Tag Archives: avant garde

Miles Davis, John Coltrane and the Heroes of Jazz

In class today, I raised the question as to why Miles Davis and John Coltrane enjoy an especially privileged position in the history of jazz and among jazz critics. Here are few possibilities that might feed into their status in jazz history.

  • They were both visibly involved with more than one experimental, modern jazz style.
  • They both had a relationship with the civil rights movement.
  • They were photogenic and / or charismatic.
  • They pushed their instruments into new creative territory on more than occasion.
  • They somehow embodied the heroic ideal in music.
  • They often took risks in their playing, including making mistakes or using techniques that exposed their playing in new ways.

Coltrane and Davis are far from the first jazz musicians to get this kind of treatment as creative figures in the jazz press, but they are the only ones that get such extensive treatment in our text (and in others). Why do you think this is? Were their heroic efforts worth celebrating beyond those of other similar artists? For example, Bill Evans gets very little space even though he inspired a new school of playing the piano that is still largely influential to this day.

Could it have to do with the privileged place Coltrane holds among jazz educators? We talked extensively in class today about the ways that John Coltrane’s “Giant Steps” holds a certain position in jazz pedagogy. Do you think that Miles Davis gets the same kind of attention? I mentioned in class that many trumpet players can play all of Davis’s solos from Kind of Blue. There is a fundamental difference between these two styles of playing, and yet they are both common in training and disciplining of young players. What can we learn from this?

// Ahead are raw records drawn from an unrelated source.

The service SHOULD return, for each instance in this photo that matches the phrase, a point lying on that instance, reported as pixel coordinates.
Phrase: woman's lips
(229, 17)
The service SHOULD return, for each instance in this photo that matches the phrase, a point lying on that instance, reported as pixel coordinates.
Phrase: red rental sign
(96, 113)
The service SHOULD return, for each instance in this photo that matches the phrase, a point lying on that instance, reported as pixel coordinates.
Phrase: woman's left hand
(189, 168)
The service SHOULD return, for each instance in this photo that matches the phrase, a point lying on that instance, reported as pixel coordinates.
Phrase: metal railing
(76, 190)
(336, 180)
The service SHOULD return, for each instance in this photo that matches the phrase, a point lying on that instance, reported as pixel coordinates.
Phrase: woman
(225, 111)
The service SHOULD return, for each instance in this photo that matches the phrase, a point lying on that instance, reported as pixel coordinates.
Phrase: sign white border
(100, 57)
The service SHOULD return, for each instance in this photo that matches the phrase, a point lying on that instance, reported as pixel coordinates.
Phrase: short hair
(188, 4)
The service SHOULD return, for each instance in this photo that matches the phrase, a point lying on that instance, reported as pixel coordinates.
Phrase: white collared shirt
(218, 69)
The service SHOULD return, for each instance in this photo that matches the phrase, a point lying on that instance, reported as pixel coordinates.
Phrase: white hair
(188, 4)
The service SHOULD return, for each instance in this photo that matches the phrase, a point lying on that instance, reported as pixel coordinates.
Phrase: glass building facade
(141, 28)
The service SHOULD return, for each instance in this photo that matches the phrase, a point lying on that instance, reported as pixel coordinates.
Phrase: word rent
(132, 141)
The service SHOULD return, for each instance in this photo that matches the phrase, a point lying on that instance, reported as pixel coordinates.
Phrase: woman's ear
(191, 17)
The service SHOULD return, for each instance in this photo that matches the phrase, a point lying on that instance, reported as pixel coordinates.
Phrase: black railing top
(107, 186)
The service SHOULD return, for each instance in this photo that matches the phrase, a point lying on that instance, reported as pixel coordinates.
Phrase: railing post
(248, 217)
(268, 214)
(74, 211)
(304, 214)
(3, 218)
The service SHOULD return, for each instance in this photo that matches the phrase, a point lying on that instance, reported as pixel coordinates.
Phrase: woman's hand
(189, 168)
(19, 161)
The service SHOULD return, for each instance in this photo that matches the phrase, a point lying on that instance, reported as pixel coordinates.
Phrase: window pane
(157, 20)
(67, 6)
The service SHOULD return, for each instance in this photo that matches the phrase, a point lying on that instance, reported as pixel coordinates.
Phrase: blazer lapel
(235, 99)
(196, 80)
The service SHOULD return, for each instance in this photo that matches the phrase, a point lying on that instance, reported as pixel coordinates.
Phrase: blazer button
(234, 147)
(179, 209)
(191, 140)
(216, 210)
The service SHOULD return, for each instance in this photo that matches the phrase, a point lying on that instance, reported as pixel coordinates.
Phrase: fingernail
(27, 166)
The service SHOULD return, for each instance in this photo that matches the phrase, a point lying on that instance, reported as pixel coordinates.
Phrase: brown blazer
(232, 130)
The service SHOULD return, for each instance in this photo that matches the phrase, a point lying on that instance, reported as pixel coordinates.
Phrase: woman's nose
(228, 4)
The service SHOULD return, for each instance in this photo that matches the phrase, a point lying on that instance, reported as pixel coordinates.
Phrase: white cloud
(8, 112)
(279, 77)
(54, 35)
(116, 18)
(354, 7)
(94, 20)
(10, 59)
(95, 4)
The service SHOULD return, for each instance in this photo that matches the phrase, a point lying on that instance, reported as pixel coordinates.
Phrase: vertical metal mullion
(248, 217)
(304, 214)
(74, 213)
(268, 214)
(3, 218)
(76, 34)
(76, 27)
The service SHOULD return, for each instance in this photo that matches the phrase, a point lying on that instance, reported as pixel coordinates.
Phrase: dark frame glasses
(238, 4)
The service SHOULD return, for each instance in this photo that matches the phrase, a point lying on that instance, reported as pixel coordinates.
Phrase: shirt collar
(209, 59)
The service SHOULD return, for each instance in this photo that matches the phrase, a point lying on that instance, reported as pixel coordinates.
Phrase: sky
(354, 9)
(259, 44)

Personally, I think much of the attention that these two figures receive has to do with a few factors, including the timing of their contributions just before the frenzy of the “New Thing” and Jazz-Rock fusion and the romanticism jazz audiences enjoy ascribing to risk takers. But I don’t think that is all that there is to it, and I would like to extend this discussion because I think there is much more to explore here.